Well, here we are.
After all the trials, tribulations, tears, and tantrums, Oliver and I — and Jack, George, and Beth, of course — are finally in Our House.
Our house. How wonderful to be able to say that again.
I can’t begin to describe the feeling of being in a house that we own, or at least pay a mortgage on, rather than being in a house owned by a sociopathic landlady with the hots for Oliver.
It’s not perfect, of course. These last few days, the northeast of the country has been sweltering in ninety-five degree constant sunshine, with no cooling thunderstorms to break the heatwave. When you live in an old, cedar house such as ours — Ours! That word again! — air-conditioning under such circumstances is a good idea. Working air-conditioning, that is: the kind that kicks in when the thermostat reaches a certain level and cools the air down again. While the AC unit we have makes a big deal about kicking in, with lots of vibrations and shaking of the foundations, it doesn’t pay much attention to the part of the process where it’s supposed to pump cold air through the house. There’s only one room where it works, and that’s the dining room with the French windows at the back of the house. In fact, the room seems to be a cold air terminus, getting all the cold air while the rest of the house has none. We alternate sitting in that room to cool down, and sitting in all the others to warm up again.
So “Replace AC Unit before next summer” figures pretty highly on the house-repair list, which is growing at an average rate of four items per day.
“I can’t see it getting any smaller,” I say to Maggie, who has popped round for one last morning coffee before she disappears to the Keys for a month. At the moment she and I are in the Cooling Stage, sitting in armchairs in the icy dining room.
“It will,” she says. “It might never disappear completely, but I’m sure the list will shrink.”
I don’t find this as comforting as she probably intends it to be.
“It was in tip-top condition when Cathy had all her faculties,” she goes on. “She was always having something or other done to it. Which reminds me…” She delves into her tote bag, and pulls out a bulging manila file. “Here’s the paperwork from Chuck.”

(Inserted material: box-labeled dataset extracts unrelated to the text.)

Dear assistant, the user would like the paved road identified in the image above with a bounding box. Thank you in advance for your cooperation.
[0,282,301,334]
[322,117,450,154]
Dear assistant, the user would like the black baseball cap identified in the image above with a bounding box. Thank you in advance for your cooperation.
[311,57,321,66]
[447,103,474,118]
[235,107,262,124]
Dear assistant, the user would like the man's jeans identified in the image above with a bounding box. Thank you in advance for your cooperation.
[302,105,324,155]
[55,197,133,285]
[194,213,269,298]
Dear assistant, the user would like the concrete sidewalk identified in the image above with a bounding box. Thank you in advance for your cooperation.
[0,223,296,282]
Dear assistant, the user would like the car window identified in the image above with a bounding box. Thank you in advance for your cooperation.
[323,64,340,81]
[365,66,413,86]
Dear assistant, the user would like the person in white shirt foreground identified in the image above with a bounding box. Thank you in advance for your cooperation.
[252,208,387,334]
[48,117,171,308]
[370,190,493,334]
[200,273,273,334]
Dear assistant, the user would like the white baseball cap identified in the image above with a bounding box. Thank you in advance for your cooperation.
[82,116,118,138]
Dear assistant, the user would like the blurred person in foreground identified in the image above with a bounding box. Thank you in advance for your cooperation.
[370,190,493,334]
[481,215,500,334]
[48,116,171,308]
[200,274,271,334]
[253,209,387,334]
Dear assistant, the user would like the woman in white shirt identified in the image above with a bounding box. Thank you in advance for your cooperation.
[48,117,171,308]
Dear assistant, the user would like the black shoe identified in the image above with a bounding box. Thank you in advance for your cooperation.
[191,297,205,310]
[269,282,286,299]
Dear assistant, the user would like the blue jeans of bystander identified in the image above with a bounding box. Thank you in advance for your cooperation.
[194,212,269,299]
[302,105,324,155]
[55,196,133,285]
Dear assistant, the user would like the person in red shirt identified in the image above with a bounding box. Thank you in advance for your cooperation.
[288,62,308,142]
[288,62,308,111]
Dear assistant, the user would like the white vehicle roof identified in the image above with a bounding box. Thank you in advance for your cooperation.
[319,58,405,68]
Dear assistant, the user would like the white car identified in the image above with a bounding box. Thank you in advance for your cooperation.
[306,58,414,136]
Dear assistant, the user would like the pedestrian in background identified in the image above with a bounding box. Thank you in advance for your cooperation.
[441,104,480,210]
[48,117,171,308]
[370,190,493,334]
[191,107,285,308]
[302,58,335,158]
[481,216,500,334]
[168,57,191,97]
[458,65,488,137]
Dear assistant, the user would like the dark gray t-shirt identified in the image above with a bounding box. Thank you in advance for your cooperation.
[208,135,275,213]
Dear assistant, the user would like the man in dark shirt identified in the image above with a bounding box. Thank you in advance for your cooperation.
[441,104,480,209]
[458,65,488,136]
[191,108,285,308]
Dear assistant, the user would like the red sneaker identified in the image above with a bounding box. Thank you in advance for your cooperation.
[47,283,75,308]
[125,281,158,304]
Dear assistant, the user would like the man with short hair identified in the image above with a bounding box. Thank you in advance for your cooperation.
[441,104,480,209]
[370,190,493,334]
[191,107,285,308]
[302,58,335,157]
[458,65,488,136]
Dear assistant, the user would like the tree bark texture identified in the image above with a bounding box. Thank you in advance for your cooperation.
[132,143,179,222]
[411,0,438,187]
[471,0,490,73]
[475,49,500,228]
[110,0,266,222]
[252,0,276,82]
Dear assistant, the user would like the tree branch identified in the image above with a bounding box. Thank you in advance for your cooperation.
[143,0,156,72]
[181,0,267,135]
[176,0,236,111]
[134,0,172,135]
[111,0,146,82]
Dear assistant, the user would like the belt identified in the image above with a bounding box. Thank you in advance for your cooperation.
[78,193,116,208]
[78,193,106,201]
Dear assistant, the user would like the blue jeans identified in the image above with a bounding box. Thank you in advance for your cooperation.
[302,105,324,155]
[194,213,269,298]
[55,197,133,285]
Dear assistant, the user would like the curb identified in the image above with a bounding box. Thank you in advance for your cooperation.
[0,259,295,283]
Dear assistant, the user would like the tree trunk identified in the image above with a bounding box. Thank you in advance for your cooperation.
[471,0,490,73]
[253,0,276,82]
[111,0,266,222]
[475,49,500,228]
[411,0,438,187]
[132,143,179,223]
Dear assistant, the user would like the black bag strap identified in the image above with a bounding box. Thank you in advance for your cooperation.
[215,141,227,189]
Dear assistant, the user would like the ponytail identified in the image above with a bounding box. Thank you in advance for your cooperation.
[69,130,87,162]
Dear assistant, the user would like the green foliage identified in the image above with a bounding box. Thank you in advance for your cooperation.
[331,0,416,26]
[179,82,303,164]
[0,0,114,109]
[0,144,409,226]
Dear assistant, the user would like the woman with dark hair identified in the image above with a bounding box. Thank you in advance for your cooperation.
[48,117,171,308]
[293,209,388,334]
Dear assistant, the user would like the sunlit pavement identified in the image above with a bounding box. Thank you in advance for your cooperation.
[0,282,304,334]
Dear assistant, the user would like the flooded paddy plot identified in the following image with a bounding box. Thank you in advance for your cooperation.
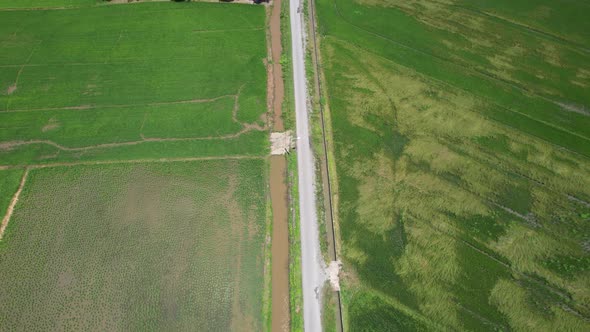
[0,160,266,331]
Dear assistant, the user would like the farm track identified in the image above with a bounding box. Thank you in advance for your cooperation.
[0,168,29,240]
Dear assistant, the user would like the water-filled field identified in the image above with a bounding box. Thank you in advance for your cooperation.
[0,0,270,331]
[317,0,590,331]
[0,159,266,331]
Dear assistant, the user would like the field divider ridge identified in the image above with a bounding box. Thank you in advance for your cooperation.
[0,155,268,170]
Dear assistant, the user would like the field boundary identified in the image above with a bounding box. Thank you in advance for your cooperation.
[0,168,29,241]
[309,0,344,332]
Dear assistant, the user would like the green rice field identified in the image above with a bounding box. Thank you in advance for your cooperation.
[0,3,266,165]
[0,0,270,331]
[316,0,590,331]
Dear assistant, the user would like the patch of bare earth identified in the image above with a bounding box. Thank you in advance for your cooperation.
[41,118,59,133]
[268,0,290,331]
[6,83,16,95]
[0,168,29,240]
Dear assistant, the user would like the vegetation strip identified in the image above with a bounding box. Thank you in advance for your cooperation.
[308,0,344,332]
[316,0,590,331]
[0,156,268,170]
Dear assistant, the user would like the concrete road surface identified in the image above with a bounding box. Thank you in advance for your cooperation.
[289,0,326,332]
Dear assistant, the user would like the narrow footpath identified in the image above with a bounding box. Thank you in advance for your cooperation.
[268,0,290,332]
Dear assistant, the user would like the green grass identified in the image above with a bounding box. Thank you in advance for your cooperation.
[0,160,266,330]
[0,0,97,8]
[0,0,270,331]
[317,0,590,331]
[0,169,24,218]
[0,3,266,164]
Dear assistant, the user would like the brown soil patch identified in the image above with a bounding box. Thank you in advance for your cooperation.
[41,118,59,133]
[270,156,289,331]
[6,83,16,95]
[0,168,29,240]
[268,0,290,332]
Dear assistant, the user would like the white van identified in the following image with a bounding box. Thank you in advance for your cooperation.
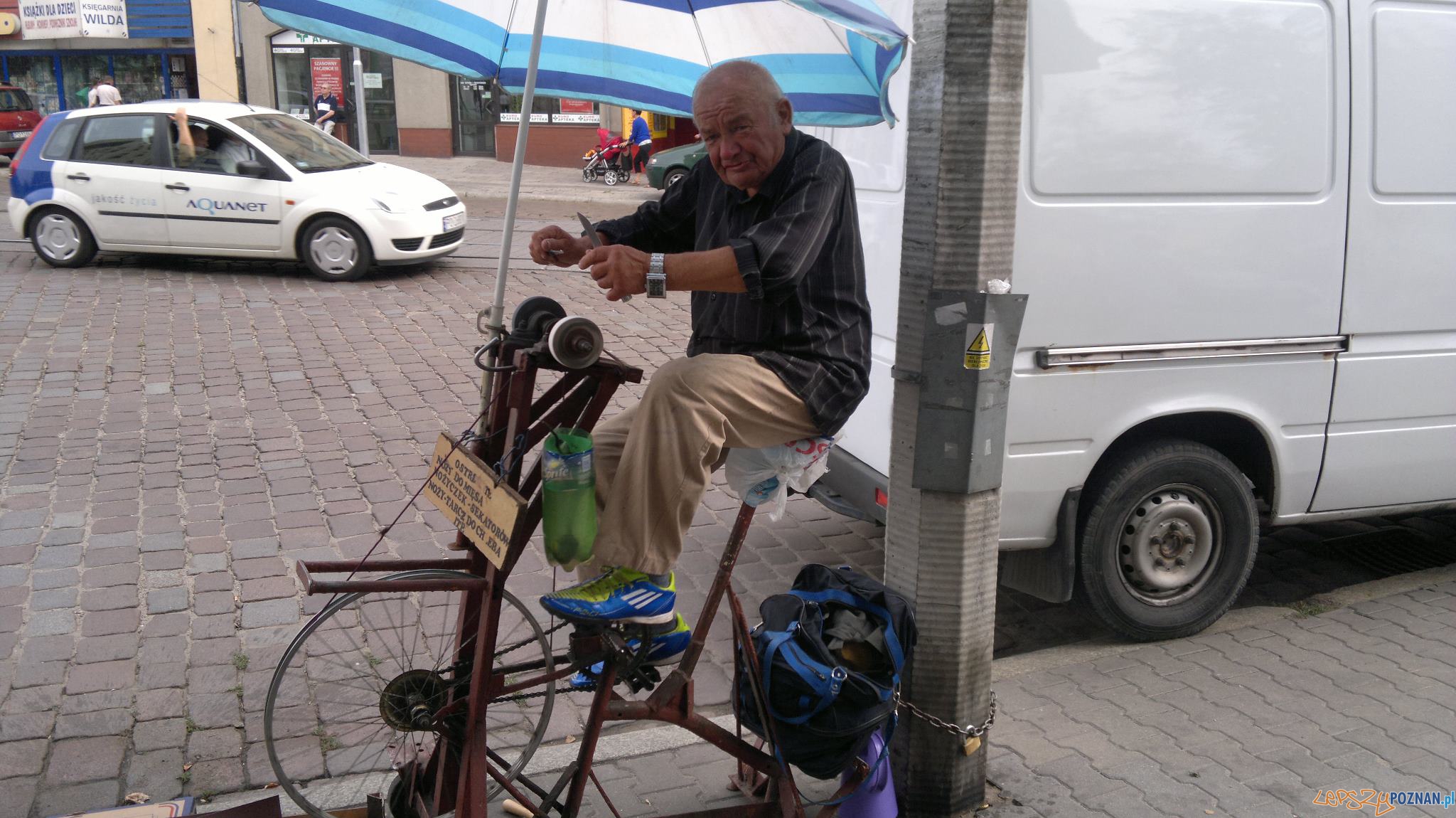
[820,0,1456,639]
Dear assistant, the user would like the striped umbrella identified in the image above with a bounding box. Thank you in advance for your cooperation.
[257,0,907,125]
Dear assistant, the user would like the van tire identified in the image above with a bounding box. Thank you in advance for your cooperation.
[29,207,96,268]
[299,216,374,281]
[1078,440,1260,642]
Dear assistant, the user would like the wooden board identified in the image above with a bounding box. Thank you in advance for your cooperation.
[425,432,525,568]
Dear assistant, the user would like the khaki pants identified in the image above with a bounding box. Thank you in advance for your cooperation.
[591,355,820,573]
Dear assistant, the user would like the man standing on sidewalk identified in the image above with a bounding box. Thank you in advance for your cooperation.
[629,111,653,185]
[530,61,869,654]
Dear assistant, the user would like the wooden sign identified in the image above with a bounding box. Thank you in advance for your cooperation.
[425,432,525,568]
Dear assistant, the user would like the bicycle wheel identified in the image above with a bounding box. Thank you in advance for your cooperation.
[264,569,555,818]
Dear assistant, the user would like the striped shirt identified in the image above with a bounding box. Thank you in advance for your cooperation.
[597,131,869,435]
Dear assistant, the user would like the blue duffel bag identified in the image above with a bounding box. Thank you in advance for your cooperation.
[734,565,916,779]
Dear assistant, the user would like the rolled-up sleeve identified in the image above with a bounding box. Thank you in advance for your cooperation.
[729,153,849,303]
[597,161,706,253]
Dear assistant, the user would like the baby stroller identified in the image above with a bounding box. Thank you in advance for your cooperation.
[581,128,632,185]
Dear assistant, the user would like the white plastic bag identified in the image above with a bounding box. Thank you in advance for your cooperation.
[724,438,835,521]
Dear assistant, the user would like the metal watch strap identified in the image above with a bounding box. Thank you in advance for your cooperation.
[646,253,667,298]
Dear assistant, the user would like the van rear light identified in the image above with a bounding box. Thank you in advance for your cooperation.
[10,127,39,169]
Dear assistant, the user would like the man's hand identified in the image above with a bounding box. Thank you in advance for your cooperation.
[581,245,648,302]
[530,224,591,266]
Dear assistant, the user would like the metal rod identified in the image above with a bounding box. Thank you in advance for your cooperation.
[354,46,368,156]
[479,0,547,434]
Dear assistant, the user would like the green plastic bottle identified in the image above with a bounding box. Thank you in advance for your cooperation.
[542,427,597,570]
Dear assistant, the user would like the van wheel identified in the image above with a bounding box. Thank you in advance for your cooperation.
[1078,440,1260,642]
[31,207,96,266]
[299,217,374,281]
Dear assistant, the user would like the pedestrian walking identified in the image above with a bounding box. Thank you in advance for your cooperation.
[629,111,653,185]
[313,87,339,135]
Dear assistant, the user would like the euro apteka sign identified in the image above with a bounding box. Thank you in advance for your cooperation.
[425,434,525,568]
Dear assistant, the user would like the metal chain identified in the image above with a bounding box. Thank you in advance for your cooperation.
[896,690,996,740]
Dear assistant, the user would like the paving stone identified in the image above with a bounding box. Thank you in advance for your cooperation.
[53,709,135,738]
[0,738,50,786]
[242,598,299,627]
[127,748,183,800]
[45,736,127,785]
[147,588,188,615]
[35,774,124,815]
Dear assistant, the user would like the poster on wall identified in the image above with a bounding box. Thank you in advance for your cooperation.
[309,57,343,102]
[18,0,127,39]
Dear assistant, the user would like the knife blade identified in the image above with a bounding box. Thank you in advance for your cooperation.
[577,210,632,302]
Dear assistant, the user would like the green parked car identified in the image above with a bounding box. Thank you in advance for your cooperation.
[646,143,707,191]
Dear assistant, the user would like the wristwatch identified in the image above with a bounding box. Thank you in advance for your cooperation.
[646,253,667,298]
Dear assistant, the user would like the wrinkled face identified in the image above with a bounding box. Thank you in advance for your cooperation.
[693,83,793,193]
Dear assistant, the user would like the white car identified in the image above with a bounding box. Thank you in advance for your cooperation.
[10,102,466,281]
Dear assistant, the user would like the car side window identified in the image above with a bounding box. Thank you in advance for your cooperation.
[172,118,257,174]
[41,119,82,160]
[75,114,157,164]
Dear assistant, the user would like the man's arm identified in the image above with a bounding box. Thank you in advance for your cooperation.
[172,107,196,164]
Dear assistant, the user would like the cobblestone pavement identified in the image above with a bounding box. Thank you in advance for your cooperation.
[0,184,1452,817]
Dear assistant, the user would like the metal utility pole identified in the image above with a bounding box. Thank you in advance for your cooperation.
[885,0,1027,818]
[350,46,368,156]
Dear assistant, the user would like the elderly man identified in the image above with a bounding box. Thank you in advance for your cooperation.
[530,61,869,664]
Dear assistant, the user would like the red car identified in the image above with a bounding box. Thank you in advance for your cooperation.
[0,86,41,156]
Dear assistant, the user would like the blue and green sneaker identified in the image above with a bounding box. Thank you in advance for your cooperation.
[542,568,677,625]
[568,615,693,690]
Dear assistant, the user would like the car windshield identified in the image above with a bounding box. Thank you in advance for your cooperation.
[233,114,373,174]
[0,89,33,111]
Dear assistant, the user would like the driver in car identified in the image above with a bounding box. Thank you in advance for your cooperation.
[172,107,253,174]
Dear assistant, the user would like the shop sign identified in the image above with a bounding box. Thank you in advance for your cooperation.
[309,57,343,102]
[271,31,338,45]
[18,0,127,39]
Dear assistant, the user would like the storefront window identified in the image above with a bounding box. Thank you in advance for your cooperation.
[356,50,399,153]
[6,54,61,117]
[112,54,166,102]
[454,77,499,156]
[61,54,107,107]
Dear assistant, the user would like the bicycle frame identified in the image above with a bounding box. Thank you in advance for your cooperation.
[297,334,865,818]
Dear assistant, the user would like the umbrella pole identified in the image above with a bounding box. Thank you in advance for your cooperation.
[476,0,547,434]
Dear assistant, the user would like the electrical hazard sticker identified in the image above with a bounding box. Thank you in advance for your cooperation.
[965,323,996,370]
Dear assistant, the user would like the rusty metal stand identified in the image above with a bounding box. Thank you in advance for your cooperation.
[288,334,863,818]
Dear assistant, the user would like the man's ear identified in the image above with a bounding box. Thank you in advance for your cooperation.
[776,96,793,134]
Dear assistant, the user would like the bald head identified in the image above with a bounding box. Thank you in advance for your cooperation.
[693,60,793,195]
[693,60,785,126]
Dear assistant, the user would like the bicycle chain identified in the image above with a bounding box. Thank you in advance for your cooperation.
[896,690,996,740]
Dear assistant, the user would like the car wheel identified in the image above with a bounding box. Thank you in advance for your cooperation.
[31,207,96,266]
[299,217,374,281]
[1078,440,1260,642]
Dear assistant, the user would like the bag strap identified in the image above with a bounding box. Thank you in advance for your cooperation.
[789,588,906,687]
[761,622,847,725]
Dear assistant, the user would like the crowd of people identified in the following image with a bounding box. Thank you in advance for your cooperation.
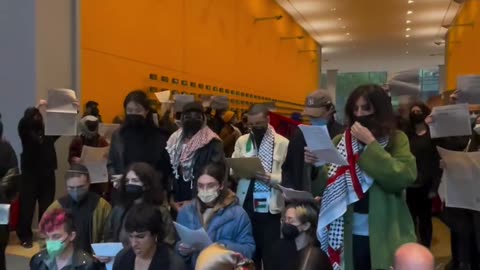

I take the file from her and look at a few of the most recent papers on top. There are receipts for repairs to the central heating — we’ve yet to see how the house stands up to the frigid chill of a Massachusetts winter, and the number of repair bills here doesn’t look encouraging — and yellowed instruction booklets for kitchen appliances that were state of the art in 1975. Nothing that seems relevant to the immediate tasks of unpacking our belongings from Sonoma wine boxes and cleaning every room in the house. And goodness me, there are a lot of rooms.
“I’ll go through that properly later,” I say, then ask, “Did you bring Fergus? I haven’t seen him.”
“Jack took him to play in the back yard.”
I look through the glass of the French window and nod, satisfied. That’s the other great thing about living here. Despite the house having twelve acres to its name, there’s a fenced yard that the children can safely play in. Just like the back garden at home in Acacia Drive, only twenty times the size.
“I’ll miss Fergus while I’m away,” Maggie says.
Call me slow, but it hadn’t occurred to me that Fergus wouldn’t be jaunting off to Key Largo with his new owner.
“Who’s looking after him?” I ask. “Anna?”
Maggie shakes her head. “The Pooch Hotel. I’m dropping him off this afternoon. It’s very nice, they look after the dogs well, I’m sure he’ll be fine—”
“But it’s for a month! Kennels for a month will cost you a fortune!” I’m horrified that the dog I persuaded her to take off my hands is eating into her retirement fund like this. “Why on earth didn’t you ask me to have him for you?”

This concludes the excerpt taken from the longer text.